壁画とは建物にストーリーをつけること
壁画というと、建物の壁に絵画を描くことと単純に解釈している人がほとんどです。
しかしながら、同じ絵画でも額画(タブロー)と建物の壁とではまったく異なります。
それは、
・タブローは、個人的に味わうものであるのに対して、壁画は不特定多数の人が見るパブリック的なものである。
・タブローは、見たい人が見たい時にだけ見るのに対し、壁画はそこに住む人そこを通る人には見ることが避けられないこと。
・タブローは、作品そのもので完結するが、壁画はその建物や住む人、周囲の文化はや空気感までが溶け合って作品になること。
おおまかに言うとそういうことですが、そのことがさまざまな面で重要な違いをもたらします。
正解が一つではありませんが、少なくともそのことを人一倍真剣に考えて制作者は取り組まなければならないと思います。
一歩間違えれば、そこに住む人や通る人に不快感やストレスを毎日与え続けるかもしれません。
ビッグアートでも、創業当初は面白いもの、珍しいものを描こうとはしゃいでいましたが、何十ヶ所も描くうちに
・自分たちの描いた壁画が、本当に人々に愛され街に溶けもんでいるのだろうか。
・自分たちの見落としたネガティブな要素が人々に不快感を与えて、いわゆる「壁画公害」になっていないか。
という不安感、恐怖感にとらわれた時期がありました。
それからは、不特定の人々に触れる場所では、常にポジティブなイメージを表現するように心がけています。
また、街のいたる所にあるネガティブ空間やデッドスペースにばかり目を向けるようになりました。
しかも、人が寄りつかなかったネガティブ空間を改善するというより、逆にポジティブ空間、エンターテインメント空間として人々が集まる空間にすることを会社のポリシーにしてきました。
話を本題に戻します。
壁画とは、「建物の壁に絵を描く」という単純な行為ではなく、「建物の意味を変える」行為だと常々考えています。
・そこに住む人の希望と未来と先代の人々が残した歴史や文化、伝統の尊さ。
・その建物が、住む人や周辺の住民に与える影響。
・そして、将来あるべき姿、もしくは望む姿。
私は、壁画のプランをする時に、必ずそこから出発することにしています。
私は、何が何でも自分が描きたい絵があるわけではありません。
施主(クライアント)から意向を聞き、その建物の置かれている意味や背景をできるるだけ学習し理解して、客観的、長期的な展望で一つのコンセプトに至ります。
つまり、必然性のあるデザインです。
答えは一つではないし、絶対的な正解はないかも知れません。
ただ、必然性の最低要件を満たすことは必要です。
私は、この要件を満たすことを「デザインのストライクゾーン」と呼んでいます。
要はそうして、今まで特に意味のない存在だった建物に、誰からも意味のあるものへとスポットを当てていくのです。
それはそれは、正にエキサイティングな作業です。
というより、最初から最後までハラハラドキドキで異常な緊張感です。
18年間、もう数百の壁画をデザイン、制作してきましたが、いまだに初心者と同じです。

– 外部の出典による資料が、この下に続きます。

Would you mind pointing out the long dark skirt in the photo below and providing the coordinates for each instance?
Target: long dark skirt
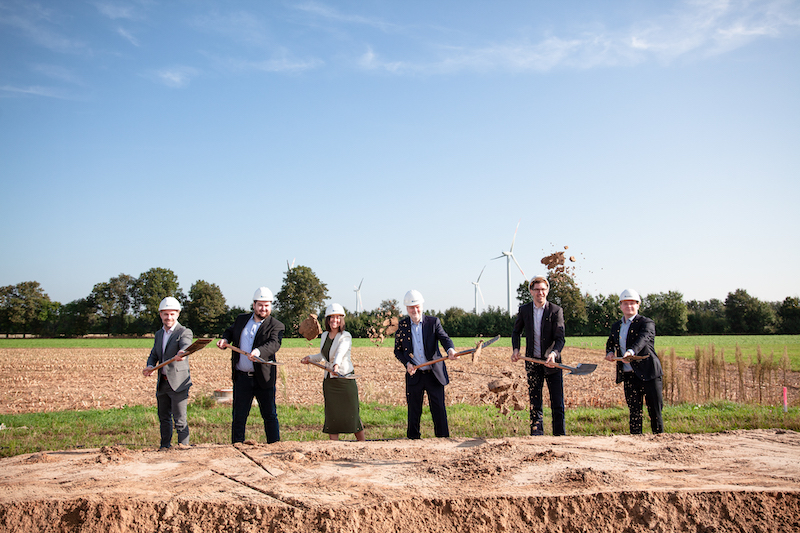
(341, 406)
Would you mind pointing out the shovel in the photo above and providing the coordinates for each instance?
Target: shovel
(475, 351)
(257, 358)
(338, 375)
(196, 346)
(628, 358)
(581, 370)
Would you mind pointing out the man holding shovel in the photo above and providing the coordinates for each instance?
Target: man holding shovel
(632, 345)
(172, 389)
(415, 343)
(254, 337)
(543, 324)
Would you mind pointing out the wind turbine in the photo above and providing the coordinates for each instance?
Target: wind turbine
(509, 255)
(478, 290)
(359, 305)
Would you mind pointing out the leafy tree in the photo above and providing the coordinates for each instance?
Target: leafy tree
(705, 318)
(747, 314)
(152, 287)
(25, 308)
(789, 313)
(206, 309)
(113, 300)
(668, 311)
(301, 293)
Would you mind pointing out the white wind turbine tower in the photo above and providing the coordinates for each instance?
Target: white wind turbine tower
(477, 284)
(509, 255)
(359, 305)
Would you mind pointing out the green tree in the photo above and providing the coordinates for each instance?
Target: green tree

今まで特に意識されなかった建物に特別な意味をつけていくことですから。
しかも一旦完成したら、これから10年20年と長い間、毎日毎日さまざまな人々の心や気分に影響を与えていく訳ですから。
毎回こんな葛藤をしながら、壁画のデザインに入っていきます。
当事者にとって、周囲の人々にとって、建物にどんな意味を持たせるのか。
その意味をどんなモチーフでどんな表現をすれば人々に伝わるのか。
人々にわかりやすく伝えるために、主人公、場面設定、雰囲気などを練り上げていきます。
一般に建築物は、クールでカッコいいものはたまにありますが、無機的で無表情です。
その建物に衣服やアクセサリーを着せていく作業のようなものです。
礼服からカジュアル、ワイルド、エレガント・・・・等々、建物が個性的で独自の意思を持ちはじめます。
建物にストーリー性(物語り性)をつけていくと、人々はより深くその建物と関わりを持ちはじめ、今まで見えなかったものが見えてきます。
つまらないと思っていた通りや街が喜びに満ちた生き生きとした空間に変わり、人々の気分も明るく元気ないなっていく。
この世の中にあるものには、もともと意味(意義や役割)があります。
でも実際にはその意味が伝わらないで邪魔者になっていたり、消えていく運命にあるものが周りには無数にあります。
私たちの仕事は、生まれてきて愛されていない悲しい建物たちと人々との出会いの場をつくることだととらえています。
街に、壁画という手法で、建物や街に物語りを描く仕事です。
壁画を描く人に求められる資質とは、絵画技術にとどまらず、「人を愛すること」「まちを愛すること」が第一だと思います。